The sale generated a capital gain to which the Taxpayer applied the capital gains tax (CGT) small business concessions to reduce its net capital gain to zero.
The 50% active asset reduction was applied first to reduce the capital gain.
The Taxpayer then applied the roll-over to defer the remaining capital gain.
The Taxpayer is in the financial services industry.
The Taxpayer has actively sought to purchase an appropriate replacement asset and conducted due diligence on several potential acquisitions, none of which have progressed to contract due to the risks exposed.
Due to the nature of the business activities of the Taxpayer potential acquisition targets are limited.
The Taxpayer is currently in discussions and has signed confidentiality agreements for potential acquisitions.
The Taxpayer continues to pursue and assess potential replacement assets with full funding in place through banking facilities.
Relevant legislative provisions
Income Tax Assessment Act 1997 (ITAA 1197) paragraph 104-185(1)(a)
Income Tax Assessment Act 1997 (ITAA 1197) subsection 104-190(2)
Income Tax Assessment Act 1997 (ITAA 1197) subdivision 152-A
Income Tax Assessment Act 1997 (ITAA 1197) subdivision 152-E
Reasons for decision
Question 1
Summary
Having considered the relevant factors, the Commissioner is satisfied that it would be fair and equitable in the circumstances to exercise his discretion under subsection 104-190(2) of the ITAA 1997
Detailed reasoning
The Taxpayer sold an asset and exercised the Small Business Capital Gains Tax (CGT) Concessions.

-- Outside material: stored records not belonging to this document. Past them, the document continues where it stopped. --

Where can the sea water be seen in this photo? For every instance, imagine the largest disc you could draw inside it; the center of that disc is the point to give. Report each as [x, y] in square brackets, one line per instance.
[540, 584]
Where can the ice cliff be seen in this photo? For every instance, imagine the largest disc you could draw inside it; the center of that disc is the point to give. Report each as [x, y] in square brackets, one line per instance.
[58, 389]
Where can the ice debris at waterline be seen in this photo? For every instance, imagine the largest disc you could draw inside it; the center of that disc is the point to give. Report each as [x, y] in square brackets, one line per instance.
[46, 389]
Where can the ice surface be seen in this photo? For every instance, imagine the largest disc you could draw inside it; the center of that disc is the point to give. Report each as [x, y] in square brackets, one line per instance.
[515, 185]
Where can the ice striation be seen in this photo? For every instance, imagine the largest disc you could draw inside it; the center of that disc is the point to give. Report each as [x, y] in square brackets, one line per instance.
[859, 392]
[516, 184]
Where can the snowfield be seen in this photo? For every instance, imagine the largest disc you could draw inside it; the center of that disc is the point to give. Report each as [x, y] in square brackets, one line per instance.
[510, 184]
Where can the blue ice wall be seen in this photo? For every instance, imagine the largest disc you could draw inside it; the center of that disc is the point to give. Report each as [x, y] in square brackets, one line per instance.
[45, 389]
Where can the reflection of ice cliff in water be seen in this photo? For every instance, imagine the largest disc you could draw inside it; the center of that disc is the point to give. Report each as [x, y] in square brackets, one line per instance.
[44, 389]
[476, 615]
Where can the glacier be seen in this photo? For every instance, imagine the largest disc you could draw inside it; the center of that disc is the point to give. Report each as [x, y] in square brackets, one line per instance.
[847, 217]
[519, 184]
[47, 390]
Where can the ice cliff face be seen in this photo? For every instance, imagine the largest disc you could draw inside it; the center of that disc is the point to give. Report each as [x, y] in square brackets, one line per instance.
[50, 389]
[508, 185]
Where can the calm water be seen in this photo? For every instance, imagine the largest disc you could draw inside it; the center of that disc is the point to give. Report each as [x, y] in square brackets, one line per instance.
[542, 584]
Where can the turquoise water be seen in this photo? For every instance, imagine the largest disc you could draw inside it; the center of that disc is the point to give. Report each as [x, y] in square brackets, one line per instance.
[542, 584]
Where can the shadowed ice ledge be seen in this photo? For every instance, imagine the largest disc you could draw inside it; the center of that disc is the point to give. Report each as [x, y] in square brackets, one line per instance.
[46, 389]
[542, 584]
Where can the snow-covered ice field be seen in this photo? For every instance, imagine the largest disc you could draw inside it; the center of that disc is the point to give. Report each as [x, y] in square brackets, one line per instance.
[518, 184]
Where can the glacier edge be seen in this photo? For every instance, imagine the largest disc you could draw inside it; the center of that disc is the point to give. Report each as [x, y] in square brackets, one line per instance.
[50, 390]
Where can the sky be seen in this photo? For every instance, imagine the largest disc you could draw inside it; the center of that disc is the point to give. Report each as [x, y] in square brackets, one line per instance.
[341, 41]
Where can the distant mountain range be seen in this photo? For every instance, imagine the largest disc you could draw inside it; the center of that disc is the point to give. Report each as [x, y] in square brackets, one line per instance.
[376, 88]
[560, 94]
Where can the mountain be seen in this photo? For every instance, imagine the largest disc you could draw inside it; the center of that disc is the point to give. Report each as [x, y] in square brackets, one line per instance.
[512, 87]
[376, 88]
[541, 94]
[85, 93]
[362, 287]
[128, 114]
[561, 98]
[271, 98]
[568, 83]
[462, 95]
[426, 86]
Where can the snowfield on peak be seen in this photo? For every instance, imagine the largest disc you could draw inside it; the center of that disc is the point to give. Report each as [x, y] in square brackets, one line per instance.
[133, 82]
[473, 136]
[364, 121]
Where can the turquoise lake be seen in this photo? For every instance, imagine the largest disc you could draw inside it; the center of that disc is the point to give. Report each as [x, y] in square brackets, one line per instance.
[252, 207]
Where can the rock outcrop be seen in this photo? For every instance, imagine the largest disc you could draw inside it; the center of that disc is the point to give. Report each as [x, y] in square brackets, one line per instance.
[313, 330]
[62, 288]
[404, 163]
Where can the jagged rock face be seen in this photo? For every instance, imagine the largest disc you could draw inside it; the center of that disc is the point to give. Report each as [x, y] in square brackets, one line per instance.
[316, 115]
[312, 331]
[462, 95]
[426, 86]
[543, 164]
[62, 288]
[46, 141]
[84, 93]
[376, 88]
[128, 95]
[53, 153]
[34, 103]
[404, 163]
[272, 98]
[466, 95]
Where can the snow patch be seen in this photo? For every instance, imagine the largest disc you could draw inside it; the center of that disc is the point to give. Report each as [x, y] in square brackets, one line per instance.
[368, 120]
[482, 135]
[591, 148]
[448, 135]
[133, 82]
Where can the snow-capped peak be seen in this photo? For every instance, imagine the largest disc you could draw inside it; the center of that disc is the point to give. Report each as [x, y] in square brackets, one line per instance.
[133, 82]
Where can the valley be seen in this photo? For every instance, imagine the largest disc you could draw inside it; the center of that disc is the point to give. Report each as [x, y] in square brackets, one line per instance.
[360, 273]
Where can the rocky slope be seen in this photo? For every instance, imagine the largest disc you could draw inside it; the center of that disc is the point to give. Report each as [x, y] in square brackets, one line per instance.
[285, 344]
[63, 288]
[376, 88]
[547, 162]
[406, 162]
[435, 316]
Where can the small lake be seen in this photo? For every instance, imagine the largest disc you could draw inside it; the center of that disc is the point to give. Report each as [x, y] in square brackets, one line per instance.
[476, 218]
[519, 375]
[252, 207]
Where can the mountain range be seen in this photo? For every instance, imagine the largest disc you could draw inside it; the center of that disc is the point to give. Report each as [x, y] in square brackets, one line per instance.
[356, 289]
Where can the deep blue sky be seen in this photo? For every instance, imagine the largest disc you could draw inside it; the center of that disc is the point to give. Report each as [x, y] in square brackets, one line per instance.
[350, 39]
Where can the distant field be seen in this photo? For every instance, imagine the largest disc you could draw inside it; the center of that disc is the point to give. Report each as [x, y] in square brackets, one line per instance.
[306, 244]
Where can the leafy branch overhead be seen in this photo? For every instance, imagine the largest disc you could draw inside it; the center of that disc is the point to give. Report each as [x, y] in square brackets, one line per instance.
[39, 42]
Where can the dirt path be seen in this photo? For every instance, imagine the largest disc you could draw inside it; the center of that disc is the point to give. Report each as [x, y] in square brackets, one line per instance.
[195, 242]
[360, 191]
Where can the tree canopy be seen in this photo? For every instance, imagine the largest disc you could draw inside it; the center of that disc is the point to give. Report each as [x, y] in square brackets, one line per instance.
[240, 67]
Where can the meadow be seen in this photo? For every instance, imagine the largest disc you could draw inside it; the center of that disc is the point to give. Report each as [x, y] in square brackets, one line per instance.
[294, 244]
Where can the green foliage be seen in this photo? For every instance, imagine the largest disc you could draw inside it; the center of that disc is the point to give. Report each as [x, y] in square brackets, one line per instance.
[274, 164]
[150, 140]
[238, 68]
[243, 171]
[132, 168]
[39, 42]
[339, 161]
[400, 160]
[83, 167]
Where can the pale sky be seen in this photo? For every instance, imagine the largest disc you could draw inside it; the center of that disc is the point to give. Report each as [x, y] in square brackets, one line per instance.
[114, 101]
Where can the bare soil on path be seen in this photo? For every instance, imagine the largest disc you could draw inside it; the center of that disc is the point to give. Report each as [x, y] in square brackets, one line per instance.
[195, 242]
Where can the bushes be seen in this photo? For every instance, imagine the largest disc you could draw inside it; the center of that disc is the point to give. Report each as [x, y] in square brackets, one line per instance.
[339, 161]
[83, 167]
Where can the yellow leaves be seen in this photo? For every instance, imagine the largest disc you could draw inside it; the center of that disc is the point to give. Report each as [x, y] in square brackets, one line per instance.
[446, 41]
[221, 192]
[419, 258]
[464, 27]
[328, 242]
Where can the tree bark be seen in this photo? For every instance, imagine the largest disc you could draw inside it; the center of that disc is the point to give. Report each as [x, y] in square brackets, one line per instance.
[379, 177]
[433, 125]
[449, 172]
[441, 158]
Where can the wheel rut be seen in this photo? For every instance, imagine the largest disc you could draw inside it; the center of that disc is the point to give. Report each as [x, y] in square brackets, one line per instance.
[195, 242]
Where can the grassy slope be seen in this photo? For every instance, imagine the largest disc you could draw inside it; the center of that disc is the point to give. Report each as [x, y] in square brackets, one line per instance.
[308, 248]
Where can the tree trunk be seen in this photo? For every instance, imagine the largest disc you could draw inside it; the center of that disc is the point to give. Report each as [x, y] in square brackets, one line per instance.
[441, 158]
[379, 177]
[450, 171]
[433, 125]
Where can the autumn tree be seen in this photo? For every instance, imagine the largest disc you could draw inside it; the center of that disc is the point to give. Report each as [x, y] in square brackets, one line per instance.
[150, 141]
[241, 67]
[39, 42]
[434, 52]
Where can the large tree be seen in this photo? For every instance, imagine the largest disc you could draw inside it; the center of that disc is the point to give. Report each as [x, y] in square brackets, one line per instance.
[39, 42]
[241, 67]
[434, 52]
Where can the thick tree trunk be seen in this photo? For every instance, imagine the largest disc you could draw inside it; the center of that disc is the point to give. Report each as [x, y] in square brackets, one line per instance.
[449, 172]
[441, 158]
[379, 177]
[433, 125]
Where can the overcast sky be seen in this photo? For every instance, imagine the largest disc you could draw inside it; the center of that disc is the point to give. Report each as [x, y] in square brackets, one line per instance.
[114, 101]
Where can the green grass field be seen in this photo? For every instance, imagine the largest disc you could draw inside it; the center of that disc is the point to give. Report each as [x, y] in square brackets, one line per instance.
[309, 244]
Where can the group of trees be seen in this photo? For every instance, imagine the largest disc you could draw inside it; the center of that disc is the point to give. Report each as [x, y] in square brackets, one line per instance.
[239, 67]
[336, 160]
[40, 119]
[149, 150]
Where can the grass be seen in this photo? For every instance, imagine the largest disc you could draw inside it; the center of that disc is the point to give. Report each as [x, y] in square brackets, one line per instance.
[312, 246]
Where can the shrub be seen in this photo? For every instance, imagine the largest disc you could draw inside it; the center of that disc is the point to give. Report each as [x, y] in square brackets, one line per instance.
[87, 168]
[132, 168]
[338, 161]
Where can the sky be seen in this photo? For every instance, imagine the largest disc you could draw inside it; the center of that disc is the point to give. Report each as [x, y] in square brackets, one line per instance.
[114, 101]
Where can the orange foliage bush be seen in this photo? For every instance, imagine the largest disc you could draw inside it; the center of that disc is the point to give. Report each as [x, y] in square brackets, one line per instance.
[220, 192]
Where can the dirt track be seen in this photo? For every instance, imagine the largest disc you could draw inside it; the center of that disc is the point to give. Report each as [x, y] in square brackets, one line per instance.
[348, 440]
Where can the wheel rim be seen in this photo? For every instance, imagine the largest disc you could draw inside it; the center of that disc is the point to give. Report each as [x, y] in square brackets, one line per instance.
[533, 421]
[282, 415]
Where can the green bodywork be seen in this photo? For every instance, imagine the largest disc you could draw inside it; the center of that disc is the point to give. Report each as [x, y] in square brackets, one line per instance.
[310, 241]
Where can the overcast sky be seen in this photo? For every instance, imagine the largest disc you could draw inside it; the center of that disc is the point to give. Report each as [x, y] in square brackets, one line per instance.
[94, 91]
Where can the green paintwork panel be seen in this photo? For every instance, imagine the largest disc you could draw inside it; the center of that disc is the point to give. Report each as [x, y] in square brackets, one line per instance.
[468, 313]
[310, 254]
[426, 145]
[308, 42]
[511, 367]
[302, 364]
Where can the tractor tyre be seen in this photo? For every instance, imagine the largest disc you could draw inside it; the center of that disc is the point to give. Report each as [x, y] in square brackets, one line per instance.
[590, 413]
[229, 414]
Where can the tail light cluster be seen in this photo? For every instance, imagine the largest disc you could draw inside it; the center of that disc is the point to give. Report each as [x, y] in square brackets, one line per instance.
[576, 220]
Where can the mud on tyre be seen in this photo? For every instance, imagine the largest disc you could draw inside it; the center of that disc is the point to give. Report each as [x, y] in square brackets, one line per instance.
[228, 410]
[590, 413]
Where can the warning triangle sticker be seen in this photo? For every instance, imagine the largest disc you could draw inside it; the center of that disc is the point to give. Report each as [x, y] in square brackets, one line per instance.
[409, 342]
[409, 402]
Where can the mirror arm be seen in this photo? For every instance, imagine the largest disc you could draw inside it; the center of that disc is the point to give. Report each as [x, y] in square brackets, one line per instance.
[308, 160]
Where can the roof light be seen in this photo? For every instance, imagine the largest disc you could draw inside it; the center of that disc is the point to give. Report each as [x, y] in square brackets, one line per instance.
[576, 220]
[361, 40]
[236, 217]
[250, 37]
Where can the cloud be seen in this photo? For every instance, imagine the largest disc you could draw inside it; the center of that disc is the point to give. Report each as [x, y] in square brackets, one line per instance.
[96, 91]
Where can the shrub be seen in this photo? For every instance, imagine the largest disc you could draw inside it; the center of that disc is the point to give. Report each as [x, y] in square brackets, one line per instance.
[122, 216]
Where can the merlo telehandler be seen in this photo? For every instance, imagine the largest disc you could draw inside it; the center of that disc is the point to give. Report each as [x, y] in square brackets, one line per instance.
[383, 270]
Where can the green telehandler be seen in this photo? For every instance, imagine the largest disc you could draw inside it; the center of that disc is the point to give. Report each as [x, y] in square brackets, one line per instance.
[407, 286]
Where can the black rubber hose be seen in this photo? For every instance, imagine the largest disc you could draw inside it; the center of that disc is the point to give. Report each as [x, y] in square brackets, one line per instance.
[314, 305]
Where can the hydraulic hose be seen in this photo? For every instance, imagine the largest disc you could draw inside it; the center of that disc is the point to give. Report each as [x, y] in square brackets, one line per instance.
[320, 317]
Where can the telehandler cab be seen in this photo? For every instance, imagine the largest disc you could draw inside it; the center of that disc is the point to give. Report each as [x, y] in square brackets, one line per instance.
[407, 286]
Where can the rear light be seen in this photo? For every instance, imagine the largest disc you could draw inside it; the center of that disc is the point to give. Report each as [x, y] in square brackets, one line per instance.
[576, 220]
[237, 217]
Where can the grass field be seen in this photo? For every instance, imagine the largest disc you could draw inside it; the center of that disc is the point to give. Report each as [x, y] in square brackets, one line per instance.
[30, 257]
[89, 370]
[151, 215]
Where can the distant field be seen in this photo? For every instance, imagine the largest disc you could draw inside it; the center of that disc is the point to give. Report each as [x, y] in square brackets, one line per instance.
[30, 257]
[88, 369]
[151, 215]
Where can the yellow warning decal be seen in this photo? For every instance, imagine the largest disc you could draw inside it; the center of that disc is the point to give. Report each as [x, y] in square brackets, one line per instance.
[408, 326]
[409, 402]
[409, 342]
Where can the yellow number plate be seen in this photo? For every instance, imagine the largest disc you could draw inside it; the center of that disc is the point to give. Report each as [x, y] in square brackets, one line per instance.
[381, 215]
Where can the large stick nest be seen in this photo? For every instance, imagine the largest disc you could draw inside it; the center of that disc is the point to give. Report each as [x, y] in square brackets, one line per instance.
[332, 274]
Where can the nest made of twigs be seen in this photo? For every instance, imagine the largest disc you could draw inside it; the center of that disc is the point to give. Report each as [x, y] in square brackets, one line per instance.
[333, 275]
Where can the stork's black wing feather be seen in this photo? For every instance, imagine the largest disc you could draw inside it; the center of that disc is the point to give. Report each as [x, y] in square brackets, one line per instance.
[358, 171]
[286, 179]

Since the sale of the asset, the Taxpayer has actively sought to purchase a suitable replacement asset by conducting due diligence on several potential acquisitions. The due diligence conducted determined several risk factors.
These risks are specific to the taxpayer's industry. Due to these risks, together with the fact that there are a limited number of businesses that are potential acquisitions for the Taxpayer, no contract has been orchestrated. Resulting in, no asset purchases taking place, and the likelihood that a suitable purchase will not be made within the replacement asset period.
The Taxpayer continues to actively seek a suitable replacement asset by pursuing potential replacement assets.
Subdivision 152-E of the ITAA 1997 provides the conditions to be met for obtaining relief under the small business roll-over provisions, which allow deferring a capital gain from a CGT event happening in relation to one or more small business assets if the basic conditions within subdivision 152-A are satisfied.
For the Taxpayer to obtain a roll-over, paragraph 104-185(1)(a) requires a replacement asset to be acquired within a period starting one year before, and ending two years after the date of the disposal of the original asset.
The Commissioner may exercise his discretion and extend the time limit for the Taxpayer to acquire a replacement asset as provided by subsection 104-190(2) of the ITAA 1997.
The principles of exercising discretion
To assist the Commissioner in considering the exercise of his discretion, case law lists relevant factors that must be considered. In Hunter Valley Developments Pty Ltd and Ors v Cohen (1984) 58 ALR 305, Wilcox J summarised the guiding principles for the exercise of discretion, generally the following factors are relevant:
1. there must be an acceptable explanation for the period of extension requested so that it would be fair and equitable in the circumstances to provide such an extension;
2. account must be had to any prejudice to the Commissioner which may result from the additional time being allowed; however, the mere absence of prejudice is not enough to justify the granting of an extension;
3. account must be had of any unsettling of people, other than the Commissioner, or of established practices;
4. there must be a consideration of fairness to people in like positions and the wider public interest;
5. whether there is any mischief involved; and
6. a consideration of the consequences to the taxpayer in granting an extension.
These factors are also provided by the Advanced Guide to Capital Gains Tax Concessions for Small Business 2008-09 (NAT 3359).
Having considered the relevant factors, the Commissioner is satisfied that it would be fair and equitable in the circumstances to exercise his discretion under subsection 104-190(2) of the ITAA 1997 and extend the time limit for a replacement asset to be acquired.